The context, as you probably know, is that the United States has extradited a Maryland man to El Salvador, who 1) has no credible legal charges against him, 2) was sent in direct violation of a court order 3) is married to an American citizen and 4) was determined by an immigration judge to be in sufficient danger in El Salvador that whatever happened to him, he should not be sent back there. He is now waiting, in that country, despite those judges, and in prison. And today, Donald Trump made it clear in a conversation with the self-described "dictator" of El Salvador that there is no plan, desire, or intention, to bring him home again. And, that this is now despite a 9-0 Supreme Court ruling that he must be brought back.

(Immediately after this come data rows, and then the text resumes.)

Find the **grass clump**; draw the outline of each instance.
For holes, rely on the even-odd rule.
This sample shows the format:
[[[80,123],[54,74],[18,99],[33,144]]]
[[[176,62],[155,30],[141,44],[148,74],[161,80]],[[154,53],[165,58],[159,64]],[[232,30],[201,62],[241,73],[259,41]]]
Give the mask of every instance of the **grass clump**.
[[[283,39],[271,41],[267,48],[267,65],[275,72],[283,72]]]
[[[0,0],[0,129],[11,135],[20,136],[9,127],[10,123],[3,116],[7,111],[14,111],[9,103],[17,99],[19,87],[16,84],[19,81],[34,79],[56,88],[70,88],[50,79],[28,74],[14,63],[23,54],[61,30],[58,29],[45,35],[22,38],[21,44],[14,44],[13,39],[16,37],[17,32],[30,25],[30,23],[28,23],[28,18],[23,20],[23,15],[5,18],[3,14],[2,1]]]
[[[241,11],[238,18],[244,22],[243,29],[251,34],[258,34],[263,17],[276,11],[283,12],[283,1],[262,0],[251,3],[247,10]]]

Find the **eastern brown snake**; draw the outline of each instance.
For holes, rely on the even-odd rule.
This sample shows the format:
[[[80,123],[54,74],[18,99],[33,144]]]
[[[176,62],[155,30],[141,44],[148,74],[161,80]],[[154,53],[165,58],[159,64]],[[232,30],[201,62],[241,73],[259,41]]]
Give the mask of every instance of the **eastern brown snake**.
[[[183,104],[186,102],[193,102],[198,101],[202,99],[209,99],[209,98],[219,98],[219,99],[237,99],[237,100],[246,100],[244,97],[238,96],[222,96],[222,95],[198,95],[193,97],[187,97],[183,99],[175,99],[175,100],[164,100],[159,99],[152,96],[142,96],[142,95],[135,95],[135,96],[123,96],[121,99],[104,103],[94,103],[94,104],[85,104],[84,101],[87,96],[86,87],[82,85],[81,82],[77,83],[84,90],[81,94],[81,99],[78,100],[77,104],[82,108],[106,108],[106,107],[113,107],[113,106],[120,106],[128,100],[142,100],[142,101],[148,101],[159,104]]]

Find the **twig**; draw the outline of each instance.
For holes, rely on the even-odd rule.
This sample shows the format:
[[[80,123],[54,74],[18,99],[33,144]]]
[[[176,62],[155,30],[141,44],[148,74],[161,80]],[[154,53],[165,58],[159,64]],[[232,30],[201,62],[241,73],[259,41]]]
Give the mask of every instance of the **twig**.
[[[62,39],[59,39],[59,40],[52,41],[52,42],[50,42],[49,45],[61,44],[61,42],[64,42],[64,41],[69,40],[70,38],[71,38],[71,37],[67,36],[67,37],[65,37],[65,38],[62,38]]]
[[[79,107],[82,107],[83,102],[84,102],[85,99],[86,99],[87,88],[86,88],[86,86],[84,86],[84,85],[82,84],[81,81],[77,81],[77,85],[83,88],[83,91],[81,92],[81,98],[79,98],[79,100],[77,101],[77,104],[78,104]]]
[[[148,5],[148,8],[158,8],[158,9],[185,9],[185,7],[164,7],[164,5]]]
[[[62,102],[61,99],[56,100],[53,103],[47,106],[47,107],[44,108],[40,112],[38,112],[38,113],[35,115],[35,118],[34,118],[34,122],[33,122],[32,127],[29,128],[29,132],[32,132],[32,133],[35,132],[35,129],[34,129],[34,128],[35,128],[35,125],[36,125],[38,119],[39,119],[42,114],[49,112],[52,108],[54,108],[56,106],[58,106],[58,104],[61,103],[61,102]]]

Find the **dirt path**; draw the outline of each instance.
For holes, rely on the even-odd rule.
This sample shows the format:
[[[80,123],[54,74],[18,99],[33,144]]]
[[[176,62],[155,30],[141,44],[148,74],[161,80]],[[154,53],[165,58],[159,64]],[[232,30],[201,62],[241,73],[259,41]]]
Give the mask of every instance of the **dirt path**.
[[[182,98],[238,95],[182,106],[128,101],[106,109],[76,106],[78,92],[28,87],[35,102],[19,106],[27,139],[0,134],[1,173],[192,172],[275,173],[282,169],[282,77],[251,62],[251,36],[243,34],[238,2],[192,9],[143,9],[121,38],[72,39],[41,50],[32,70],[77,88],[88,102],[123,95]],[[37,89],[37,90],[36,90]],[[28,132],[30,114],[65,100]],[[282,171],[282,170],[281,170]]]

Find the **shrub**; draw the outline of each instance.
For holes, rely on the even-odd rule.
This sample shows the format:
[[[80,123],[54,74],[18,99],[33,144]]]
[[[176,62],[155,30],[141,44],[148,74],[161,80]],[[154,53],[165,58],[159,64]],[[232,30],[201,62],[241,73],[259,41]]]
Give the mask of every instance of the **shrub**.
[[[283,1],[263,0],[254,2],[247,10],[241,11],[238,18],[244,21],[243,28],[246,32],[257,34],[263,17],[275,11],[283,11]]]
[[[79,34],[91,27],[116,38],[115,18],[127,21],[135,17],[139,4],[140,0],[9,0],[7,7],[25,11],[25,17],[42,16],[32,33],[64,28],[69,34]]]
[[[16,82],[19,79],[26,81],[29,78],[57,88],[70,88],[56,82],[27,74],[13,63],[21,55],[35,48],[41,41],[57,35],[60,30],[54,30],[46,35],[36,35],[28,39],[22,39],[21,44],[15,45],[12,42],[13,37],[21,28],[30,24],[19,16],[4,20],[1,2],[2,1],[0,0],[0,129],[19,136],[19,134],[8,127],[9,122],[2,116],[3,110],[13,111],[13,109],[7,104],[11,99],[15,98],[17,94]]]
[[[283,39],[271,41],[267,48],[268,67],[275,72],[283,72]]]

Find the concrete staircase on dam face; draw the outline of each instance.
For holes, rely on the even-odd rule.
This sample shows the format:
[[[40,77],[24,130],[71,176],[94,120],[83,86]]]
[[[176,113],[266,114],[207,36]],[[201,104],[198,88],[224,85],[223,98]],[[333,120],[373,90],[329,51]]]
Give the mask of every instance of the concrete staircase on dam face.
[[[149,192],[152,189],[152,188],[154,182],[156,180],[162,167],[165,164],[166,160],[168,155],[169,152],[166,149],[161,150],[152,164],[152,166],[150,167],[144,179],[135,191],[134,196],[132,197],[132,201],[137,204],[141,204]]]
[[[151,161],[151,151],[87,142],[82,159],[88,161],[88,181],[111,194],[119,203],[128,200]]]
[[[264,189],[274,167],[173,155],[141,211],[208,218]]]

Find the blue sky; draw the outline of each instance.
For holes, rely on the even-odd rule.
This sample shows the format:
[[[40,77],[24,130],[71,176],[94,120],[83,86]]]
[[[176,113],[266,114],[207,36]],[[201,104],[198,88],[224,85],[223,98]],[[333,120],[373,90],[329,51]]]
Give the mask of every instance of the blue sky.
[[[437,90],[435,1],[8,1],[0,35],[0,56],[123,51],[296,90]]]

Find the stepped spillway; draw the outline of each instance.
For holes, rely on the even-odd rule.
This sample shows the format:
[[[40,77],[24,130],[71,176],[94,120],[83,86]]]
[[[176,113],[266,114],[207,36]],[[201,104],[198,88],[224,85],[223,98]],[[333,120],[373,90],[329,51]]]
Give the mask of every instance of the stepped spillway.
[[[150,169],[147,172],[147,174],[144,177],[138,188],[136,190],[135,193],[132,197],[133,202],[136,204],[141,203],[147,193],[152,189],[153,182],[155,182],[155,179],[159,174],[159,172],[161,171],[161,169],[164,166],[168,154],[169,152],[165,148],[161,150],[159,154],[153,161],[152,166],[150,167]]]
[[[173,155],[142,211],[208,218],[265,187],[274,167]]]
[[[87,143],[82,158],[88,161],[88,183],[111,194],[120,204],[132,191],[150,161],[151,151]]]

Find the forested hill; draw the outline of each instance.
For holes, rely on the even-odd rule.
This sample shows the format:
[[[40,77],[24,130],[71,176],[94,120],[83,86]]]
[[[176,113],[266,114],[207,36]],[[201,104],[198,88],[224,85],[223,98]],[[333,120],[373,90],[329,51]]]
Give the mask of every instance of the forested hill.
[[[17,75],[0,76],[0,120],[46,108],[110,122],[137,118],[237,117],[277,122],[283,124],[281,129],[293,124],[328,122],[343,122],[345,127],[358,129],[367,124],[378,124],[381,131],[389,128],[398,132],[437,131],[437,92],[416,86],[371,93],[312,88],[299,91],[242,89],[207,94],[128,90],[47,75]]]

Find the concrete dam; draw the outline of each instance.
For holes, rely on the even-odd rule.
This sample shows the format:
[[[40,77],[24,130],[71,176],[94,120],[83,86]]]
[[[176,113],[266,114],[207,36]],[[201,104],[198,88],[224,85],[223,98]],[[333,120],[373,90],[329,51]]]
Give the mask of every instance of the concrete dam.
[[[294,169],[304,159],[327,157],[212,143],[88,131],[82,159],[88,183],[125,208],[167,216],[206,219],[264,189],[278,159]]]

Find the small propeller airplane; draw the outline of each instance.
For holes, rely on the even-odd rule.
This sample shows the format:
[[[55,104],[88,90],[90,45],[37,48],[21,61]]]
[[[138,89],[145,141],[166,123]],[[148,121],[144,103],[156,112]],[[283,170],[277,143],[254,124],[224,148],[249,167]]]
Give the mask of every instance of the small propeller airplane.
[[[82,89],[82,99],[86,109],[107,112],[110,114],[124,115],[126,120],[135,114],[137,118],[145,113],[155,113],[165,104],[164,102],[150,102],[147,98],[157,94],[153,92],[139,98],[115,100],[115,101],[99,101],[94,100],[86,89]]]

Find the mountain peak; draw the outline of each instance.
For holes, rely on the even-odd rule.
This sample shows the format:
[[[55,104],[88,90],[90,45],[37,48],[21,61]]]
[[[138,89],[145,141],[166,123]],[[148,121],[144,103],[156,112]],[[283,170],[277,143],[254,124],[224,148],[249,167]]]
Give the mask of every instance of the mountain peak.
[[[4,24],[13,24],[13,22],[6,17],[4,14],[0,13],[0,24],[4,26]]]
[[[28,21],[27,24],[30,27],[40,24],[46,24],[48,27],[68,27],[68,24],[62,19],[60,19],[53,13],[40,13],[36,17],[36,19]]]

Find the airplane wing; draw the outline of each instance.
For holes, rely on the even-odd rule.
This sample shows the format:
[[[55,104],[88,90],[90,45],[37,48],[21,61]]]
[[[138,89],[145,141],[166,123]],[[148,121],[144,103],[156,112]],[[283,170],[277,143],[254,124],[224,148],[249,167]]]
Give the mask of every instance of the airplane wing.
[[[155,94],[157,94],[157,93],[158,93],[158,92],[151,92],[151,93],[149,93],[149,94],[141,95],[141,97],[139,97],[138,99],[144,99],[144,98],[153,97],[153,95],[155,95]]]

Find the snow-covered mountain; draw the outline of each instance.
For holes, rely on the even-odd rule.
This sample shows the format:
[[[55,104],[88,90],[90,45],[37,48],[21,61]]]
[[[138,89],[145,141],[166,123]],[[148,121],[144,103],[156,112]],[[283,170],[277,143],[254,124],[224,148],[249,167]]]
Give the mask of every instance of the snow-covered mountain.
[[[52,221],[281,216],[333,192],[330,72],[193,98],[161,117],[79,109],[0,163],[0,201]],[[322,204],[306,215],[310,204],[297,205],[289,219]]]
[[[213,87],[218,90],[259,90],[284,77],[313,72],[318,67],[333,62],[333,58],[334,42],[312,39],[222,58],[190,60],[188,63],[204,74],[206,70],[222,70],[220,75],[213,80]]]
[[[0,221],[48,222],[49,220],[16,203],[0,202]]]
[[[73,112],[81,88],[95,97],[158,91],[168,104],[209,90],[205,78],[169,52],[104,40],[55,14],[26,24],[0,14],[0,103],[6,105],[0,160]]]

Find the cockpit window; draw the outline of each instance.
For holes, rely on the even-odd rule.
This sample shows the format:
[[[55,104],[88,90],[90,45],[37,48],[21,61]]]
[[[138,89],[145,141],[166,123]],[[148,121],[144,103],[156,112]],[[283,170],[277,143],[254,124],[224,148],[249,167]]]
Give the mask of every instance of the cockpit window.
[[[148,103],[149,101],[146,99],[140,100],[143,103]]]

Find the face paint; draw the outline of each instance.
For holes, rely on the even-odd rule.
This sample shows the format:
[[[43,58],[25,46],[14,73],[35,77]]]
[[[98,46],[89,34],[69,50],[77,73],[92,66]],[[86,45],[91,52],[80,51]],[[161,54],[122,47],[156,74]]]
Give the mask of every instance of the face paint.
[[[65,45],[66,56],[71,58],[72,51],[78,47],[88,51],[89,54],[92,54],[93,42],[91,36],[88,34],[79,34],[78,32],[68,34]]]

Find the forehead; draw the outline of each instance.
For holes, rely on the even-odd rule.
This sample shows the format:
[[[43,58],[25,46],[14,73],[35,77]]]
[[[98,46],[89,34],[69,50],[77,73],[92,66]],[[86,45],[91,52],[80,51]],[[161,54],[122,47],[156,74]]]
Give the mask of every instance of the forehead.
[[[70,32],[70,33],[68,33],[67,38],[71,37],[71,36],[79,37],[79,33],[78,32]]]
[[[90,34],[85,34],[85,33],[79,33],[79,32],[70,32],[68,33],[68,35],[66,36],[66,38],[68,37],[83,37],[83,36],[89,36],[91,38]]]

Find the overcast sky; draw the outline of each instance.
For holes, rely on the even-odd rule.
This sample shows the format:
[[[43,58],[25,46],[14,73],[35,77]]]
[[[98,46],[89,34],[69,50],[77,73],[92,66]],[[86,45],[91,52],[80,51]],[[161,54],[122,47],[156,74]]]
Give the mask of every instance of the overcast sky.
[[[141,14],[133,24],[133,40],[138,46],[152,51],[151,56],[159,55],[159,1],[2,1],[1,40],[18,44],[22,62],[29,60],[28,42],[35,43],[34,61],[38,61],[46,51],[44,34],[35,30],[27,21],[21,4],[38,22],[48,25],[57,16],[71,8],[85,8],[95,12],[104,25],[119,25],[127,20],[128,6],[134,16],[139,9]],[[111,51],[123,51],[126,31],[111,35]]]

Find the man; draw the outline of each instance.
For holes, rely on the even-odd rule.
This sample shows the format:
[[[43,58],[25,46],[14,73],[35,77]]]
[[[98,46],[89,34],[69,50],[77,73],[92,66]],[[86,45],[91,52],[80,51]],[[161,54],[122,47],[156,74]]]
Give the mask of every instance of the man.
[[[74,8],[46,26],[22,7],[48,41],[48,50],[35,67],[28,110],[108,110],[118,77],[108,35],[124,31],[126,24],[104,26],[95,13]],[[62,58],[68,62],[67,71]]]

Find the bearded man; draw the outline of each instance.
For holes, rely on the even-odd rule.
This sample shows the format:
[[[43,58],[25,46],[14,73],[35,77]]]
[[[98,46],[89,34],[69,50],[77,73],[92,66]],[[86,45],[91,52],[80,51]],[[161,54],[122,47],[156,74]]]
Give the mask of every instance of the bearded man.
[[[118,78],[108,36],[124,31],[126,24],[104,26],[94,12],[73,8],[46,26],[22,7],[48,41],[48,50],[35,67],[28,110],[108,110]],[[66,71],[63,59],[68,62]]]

Should you have trouble knowing what to do with this fact – for which I would not blame you in the least – it is important to know about Chuck Schumer's recent claim that our democracy was only really in danger when the president ignored a Supreme Court ruling. Which, as of today, is now unambiguously the case. Even his red line has been crossed.
But where, of course, does that leave us.
Without the opportunity to conduct the full depth of research I am used to enjoying – without more than a few hours to reflect upon the facts, such as I know them – and with just a single flash out of the corner of my eye of the dangers of even saying such a thing – I am compelled to believe that urgency is the stronger of the two forces here.
The entire administration must be removed from power.
Not "resisted." Not "stopped." Removed.
I believe it must be done legally, peacefully, and with painstaking care. Using logic supported by long, detailed, and evidence-supported arguments. But removed. Because the weight of that evidence, and those arguments, is now enough to sink the entire country.
When major figures at major outlets can write –
He is signaling that he can use government force in the most egregious manner and no one—no court—can stop him. ... now all of us are threatened.
– then describing the world As It Is is no longer enough. We must describe the world that we are trying to create. And in that world, there is no space for an administration with an undisguised contempt for the United States itself.
What Now
For now, call your legislators, and tell them to bring Kilmar home.

If they ask why, you can tell them it is because we cannot accept the legal logic of the Holocaust.
2/4. The entire practice of the Holocaust of the Jews involved zones of statelessness. It is easier to move people away from law than it is to remove law from people. Almost all of the killing took place in artificially created stateless zones.
— Timothy Snyder (@timothysnyder.bsky.social) 2025-04-15T01:13:31.330Z
And if you are waiting for more arguments, or more evidence, then I can only say I don't intend to make you wait much longer. But today, saying it fast felt more important than saying it perfectly.